If you’ve spoken out against the unfolding genocide in Gaza, you’ve likely heard it too:

“So you support Hamas?”

“You’re excusing terrorism?”

“You care about Palestinians but not the Israeli hostages.”


Let’s be clear. This is a deliberate tactic. It’s a false binary designed to silence people who stand up for human rights, international law, and basic decency.


So let me say it plainly: I condemn the atrocities committed by Hamas. Murder of civilians is abhorrent. Taking of hostages is inexcusable. I’ve said it before. There’s no justification for the horror that Israeli families experienced on 7 October. I grieve for them.

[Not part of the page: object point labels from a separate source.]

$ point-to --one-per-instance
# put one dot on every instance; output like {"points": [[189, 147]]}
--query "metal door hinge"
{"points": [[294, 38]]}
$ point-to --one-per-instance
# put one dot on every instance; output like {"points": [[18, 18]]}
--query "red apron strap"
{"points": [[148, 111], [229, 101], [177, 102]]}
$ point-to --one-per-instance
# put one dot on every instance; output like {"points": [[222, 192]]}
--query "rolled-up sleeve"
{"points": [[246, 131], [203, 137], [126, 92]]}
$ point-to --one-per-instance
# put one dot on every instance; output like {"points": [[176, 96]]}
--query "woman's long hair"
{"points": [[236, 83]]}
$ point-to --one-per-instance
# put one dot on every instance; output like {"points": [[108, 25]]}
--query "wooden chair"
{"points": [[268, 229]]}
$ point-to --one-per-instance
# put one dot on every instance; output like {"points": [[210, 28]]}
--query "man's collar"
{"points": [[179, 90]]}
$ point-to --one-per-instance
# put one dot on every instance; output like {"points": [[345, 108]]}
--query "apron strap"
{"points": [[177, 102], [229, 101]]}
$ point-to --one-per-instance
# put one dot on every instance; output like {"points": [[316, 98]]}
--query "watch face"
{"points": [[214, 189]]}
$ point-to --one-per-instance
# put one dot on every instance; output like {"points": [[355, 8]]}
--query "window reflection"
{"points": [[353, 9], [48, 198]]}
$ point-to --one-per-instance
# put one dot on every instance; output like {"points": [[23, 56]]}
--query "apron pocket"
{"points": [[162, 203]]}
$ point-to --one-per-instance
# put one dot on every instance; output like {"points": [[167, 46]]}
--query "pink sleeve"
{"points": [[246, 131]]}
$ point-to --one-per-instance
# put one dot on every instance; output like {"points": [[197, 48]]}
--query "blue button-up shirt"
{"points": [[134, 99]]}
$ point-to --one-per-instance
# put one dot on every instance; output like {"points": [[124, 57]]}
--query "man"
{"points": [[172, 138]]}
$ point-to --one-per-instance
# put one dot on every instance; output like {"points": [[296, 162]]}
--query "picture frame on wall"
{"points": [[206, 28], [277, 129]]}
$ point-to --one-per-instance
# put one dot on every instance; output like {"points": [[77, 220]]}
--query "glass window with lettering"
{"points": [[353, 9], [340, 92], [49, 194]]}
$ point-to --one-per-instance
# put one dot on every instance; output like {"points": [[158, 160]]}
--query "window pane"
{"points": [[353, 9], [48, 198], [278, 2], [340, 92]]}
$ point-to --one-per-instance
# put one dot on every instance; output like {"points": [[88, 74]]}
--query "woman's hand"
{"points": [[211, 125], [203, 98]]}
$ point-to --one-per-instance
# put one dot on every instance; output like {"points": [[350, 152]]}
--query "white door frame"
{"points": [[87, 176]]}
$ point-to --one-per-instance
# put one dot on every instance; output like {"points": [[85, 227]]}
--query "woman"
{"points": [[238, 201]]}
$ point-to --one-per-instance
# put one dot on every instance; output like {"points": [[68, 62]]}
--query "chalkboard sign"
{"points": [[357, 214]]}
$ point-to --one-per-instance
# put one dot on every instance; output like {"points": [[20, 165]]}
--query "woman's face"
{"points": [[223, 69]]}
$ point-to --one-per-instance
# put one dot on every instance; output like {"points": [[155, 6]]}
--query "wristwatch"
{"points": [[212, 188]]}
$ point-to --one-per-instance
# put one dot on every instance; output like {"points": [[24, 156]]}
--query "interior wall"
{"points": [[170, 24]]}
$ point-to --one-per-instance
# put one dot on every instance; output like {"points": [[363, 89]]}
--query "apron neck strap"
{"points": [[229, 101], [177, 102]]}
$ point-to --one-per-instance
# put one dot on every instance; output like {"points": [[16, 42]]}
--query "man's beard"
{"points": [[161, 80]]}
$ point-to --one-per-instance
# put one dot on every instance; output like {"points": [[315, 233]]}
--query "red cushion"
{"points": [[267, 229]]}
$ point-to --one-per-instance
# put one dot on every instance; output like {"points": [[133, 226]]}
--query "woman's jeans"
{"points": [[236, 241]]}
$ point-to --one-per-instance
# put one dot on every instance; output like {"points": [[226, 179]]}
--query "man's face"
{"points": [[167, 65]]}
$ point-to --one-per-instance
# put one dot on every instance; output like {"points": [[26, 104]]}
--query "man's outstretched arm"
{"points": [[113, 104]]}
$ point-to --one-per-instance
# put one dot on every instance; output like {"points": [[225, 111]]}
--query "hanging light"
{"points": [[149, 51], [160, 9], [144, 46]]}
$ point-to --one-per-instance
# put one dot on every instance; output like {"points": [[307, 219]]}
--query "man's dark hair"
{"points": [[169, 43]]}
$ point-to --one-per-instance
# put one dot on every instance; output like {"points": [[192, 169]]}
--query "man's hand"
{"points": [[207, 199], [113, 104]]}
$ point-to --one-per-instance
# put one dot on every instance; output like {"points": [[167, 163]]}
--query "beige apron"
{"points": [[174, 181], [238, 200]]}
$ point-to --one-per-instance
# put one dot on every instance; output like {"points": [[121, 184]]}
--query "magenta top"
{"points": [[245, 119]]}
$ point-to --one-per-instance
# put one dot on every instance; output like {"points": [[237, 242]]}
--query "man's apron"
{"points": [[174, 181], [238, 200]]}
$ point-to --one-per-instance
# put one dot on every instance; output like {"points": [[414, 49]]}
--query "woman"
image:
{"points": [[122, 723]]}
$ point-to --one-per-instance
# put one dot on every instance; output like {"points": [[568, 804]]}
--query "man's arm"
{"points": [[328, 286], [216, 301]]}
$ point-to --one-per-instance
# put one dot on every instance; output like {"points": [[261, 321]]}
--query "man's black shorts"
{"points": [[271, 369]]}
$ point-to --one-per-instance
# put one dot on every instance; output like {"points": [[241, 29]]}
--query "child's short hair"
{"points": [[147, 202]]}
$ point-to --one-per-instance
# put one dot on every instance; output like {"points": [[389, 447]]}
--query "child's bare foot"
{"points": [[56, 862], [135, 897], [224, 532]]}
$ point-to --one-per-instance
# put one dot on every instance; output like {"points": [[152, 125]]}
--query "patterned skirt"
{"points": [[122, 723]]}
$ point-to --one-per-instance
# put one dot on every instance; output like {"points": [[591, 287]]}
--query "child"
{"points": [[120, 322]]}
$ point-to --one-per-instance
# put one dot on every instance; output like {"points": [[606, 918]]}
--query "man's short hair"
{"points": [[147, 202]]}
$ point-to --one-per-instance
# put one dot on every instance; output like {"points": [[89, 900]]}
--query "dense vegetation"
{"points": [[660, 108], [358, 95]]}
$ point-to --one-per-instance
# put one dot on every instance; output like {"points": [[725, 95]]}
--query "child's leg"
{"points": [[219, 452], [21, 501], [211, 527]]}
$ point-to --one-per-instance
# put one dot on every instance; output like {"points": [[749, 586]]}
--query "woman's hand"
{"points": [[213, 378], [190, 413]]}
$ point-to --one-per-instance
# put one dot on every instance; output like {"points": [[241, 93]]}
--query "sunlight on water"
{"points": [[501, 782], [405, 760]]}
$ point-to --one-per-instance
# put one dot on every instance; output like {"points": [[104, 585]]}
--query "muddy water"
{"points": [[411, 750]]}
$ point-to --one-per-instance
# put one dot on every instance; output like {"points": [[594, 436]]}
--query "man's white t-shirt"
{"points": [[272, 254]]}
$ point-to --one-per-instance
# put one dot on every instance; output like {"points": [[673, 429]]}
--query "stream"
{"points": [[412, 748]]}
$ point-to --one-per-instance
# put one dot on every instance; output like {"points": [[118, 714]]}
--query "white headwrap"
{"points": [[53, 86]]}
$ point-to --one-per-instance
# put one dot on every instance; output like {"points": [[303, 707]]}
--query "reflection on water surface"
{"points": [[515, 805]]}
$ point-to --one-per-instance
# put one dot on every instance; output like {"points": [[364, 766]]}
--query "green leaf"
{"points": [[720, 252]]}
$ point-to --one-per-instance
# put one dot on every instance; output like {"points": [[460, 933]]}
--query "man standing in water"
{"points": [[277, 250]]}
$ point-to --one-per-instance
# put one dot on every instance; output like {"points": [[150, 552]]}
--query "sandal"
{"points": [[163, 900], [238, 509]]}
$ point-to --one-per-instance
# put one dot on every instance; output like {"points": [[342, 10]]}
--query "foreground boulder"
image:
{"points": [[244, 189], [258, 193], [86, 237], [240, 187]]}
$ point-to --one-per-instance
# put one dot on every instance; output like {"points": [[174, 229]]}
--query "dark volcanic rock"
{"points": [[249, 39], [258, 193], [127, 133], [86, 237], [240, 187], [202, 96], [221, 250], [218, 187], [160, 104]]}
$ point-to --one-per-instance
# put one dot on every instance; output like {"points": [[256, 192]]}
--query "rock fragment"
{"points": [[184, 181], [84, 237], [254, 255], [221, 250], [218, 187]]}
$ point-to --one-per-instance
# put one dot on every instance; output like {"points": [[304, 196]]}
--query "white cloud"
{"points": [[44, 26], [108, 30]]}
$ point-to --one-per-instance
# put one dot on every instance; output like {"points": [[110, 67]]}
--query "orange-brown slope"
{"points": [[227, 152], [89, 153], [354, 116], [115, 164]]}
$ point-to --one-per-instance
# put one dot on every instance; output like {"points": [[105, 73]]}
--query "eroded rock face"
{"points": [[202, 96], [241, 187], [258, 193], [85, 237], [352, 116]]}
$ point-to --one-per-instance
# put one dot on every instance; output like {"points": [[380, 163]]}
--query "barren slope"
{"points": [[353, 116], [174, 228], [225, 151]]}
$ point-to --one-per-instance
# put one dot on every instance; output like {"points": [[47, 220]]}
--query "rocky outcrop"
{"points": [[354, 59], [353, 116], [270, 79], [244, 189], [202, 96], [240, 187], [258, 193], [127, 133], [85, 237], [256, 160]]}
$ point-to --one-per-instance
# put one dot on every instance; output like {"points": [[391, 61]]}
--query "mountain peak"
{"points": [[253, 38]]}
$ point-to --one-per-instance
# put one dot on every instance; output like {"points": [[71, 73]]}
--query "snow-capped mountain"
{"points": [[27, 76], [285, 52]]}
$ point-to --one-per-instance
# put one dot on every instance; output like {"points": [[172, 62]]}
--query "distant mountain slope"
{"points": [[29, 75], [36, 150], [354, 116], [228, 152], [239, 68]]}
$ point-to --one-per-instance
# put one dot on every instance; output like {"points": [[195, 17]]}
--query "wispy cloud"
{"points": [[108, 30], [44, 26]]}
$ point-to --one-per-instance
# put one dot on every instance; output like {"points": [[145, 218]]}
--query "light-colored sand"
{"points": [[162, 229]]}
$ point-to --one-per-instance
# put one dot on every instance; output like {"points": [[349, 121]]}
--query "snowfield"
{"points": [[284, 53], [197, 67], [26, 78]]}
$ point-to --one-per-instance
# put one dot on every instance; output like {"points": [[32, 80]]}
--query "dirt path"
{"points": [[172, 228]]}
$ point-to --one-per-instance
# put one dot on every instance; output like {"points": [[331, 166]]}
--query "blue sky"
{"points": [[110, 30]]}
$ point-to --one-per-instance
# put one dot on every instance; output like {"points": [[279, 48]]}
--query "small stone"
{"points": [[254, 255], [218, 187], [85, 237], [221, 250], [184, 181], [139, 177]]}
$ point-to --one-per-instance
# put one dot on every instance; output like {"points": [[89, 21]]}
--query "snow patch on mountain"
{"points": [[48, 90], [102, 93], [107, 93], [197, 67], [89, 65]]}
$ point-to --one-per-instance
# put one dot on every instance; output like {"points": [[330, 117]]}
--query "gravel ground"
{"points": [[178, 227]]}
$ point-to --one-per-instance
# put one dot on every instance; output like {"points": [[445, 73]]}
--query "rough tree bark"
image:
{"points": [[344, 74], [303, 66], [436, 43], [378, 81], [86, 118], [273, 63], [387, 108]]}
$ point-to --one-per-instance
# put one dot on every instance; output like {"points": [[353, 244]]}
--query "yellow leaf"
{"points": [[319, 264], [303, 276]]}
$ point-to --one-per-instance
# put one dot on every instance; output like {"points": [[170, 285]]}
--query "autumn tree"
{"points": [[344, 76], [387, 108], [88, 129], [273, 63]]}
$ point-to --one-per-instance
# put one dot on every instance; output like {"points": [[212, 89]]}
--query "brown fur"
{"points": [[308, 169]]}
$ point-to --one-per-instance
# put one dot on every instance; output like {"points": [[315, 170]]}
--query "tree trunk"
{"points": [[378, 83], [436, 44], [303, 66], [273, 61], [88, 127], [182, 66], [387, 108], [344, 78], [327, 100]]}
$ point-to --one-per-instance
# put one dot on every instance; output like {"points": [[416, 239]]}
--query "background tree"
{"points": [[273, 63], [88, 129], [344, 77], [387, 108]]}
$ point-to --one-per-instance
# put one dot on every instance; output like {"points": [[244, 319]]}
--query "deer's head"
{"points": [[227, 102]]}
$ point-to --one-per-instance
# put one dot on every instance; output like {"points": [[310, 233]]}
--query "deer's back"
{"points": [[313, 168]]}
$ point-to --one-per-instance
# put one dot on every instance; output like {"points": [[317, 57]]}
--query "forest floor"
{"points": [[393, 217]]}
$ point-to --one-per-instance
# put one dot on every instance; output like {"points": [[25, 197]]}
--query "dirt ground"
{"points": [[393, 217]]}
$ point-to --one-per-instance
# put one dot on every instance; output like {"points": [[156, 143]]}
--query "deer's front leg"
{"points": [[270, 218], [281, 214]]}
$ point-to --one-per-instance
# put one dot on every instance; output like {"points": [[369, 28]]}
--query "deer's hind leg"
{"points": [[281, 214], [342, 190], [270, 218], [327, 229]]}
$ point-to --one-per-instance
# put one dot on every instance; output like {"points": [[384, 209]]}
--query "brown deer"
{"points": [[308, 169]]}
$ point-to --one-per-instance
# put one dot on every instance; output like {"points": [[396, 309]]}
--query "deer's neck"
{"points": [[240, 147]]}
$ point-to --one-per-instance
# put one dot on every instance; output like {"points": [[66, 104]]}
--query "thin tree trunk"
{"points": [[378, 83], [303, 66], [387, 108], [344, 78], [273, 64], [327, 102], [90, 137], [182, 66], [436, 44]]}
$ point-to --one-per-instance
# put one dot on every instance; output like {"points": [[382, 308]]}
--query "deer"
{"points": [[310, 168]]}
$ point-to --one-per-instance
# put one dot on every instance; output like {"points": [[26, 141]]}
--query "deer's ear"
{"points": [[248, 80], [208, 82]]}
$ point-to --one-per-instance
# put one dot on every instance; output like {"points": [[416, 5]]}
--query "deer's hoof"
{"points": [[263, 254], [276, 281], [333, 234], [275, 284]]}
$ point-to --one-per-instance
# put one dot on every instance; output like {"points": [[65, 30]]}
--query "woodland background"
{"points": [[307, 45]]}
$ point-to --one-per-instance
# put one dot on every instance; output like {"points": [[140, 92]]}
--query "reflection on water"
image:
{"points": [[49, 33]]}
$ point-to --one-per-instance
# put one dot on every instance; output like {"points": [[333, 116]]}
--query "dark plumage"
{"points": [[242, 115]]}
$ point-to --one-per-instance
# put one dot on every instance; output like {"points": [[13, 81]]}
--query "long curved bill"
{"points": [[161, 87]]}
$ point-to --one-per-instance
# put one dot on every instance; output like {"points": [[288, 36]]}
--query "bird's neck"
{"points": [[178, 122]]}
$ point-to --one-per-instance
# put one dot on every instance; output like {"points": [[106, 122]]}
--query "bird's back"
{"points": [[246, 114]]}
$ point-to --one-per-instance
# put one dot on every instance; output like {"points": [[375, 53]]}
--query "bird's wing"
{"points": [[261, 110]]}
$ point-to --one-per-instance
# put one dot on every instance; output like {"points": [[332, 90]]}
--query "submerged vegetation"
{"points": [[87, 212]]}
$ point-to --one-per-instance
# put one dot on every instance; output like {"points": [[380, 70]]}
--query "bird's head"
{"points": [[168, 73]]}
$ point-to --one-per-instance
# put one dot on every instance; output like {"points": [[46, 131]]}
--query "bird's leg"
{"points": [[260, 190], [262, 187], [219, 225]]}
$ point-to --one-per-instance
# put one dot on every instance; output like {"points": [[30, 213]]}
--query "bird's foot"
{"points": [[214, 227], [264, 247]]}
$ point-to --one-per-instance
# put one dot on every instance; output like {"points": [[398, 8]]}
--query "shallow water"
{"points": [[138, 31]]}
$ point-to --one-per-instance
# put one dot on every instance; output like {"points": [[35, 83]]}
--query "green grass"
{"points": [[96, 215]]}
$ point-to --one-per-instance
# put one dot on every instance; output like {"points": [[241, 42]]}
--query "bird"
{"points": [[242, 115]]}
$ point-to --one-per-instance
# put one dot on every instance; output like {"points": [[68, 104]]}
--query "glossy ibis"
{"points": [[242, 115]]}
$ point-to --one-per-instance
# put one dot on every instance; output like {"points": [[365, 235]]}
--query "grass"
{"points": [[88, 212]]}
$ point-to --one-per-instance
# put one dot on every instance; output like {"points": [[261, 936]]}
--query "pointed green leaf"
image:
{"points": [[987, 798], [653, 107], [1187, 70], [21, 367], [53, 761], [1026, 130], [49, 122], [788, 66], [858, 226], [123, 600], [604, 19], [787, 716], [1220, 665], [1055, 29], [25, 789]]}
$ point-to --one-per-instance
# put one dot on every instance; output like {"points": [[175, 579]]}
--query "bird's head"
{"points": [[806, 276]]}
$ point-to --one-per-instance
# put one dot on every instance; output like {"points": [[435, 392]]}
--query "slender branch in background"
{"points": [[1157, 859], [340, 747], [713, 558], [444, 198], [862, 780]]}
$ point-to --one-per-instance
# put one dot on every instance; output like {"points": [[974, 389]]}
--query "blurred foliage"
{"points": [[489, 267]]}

But condemning Hamas doesn’t mean staying silent as Israel bombs schools, hospitals, refugee camps and homes in Gaza. It doesn’t mean pretending that carpet-bombing one of the most densely populated places on Earth is “self-defence.” And it doesn’t mean accepting starvation, displacement, and slaughter of tens of thousands of civilians, many of them children, as some kind of collateral damage.


This isn’t a football match. You don’t have to pick a team. You don’t have to choose between opposing terrorism and defending human rights. We can, and should, oppose both Hamas’s crimes and Israel’s war crimes.


But the people trying to shut us up don’t want nuance. They don’t want humanity. They want to delegitimise the truth by branding everyone who protests as a terrorist sympathiser.

That’s dangerous. And it’s dishonest.


I was Australia’s National Focal Point for the Responsibility to Protect (R2P). That role exists because the world has seen what happens when we ignore warning signs. When we let revenge, fear, and propaganda silence the truth.


R2P means all countries have a duty to prevent genocide, war crimes, ethnic cleansing and crimes against humanity everywhere. It means holding all perpetrators accountable, whether they wear uniforms or not, whether they lead a militia or a modern democracy.


Right now, that means calling what’s happening in Gaza for what it is: Genocide.


I don’t support or oppose Hamas or Israel. I support humanity. And I oppose genocide.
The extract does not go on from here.